Very mixed feelings.
With my first transplant the donor family made contact straight away and it was easier to respond until the kidney failed and I found it difficult to continue contact. What can you say when their precious gift has failed. You feel tremendously guilty.
With this transplant, I so want to thank them before it's too late, in case it happens again. So I want to initiate contact now. It's difficult to perceive how the donor's families feel about their letters ? I've emailed my Transplant Co-ordinator to ask her opinion/advice.
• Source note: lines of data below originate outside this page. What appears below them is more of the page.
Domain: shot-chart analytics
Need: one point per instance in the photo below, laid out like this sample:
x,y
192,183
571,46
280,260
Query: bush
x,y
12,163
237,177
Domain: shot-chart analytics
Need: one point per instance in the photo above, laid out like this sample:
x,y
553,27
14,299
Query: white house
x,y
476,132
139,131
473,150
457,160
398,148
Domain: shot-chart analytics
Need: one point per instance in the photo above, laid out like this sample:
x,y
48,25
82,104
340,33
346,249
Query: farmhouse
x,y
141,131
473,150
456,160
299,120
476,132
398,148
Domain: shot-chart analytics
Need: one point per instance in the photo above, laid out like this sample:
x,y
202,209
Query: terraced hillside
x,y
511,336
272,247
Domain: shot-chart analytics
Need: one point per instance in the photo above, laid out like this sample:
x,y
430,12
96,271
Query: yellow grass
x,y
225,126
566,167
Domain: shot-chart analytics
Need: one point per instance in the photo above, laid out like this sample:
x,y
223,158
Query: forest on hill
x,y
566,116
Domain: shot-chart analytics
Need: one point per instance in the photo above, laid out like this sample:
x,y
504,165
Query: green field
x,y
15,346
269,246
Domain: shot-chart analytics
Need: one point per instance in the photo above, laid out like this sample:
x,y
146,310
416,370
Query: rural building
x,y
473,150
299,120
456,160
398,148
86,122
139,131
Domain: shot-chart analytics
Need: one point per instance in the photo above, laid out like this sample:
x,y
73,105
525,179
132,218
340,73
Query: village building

I suppose, for initial contact I could just say something along the lines of really sorry for your loss and thank you for the special gift of a kidney. But that seems very impersonal. Would they not want to know something more personal to where the kidney has ended up/ with whom/ how important it is to you/ how it's changed your life??? How I constantly think about my donor with affection?
It certainly brings a lot of emotional stuff up and makes you really think about the selfless act it is. I carried a donor card from the age of 16 but never gave it much thought beyond signing the card what it could mean, especially for my family. People never talk about the important stuff.
Logged

10 years of half a life
3 years HD 1st transplant Feb 08 failed after 3 months
Back to HD 2nd transplant Dec 10 failed after 11 months
Difficult times with a femoral line and catching MSSA (Thank you Plymouth Hospital)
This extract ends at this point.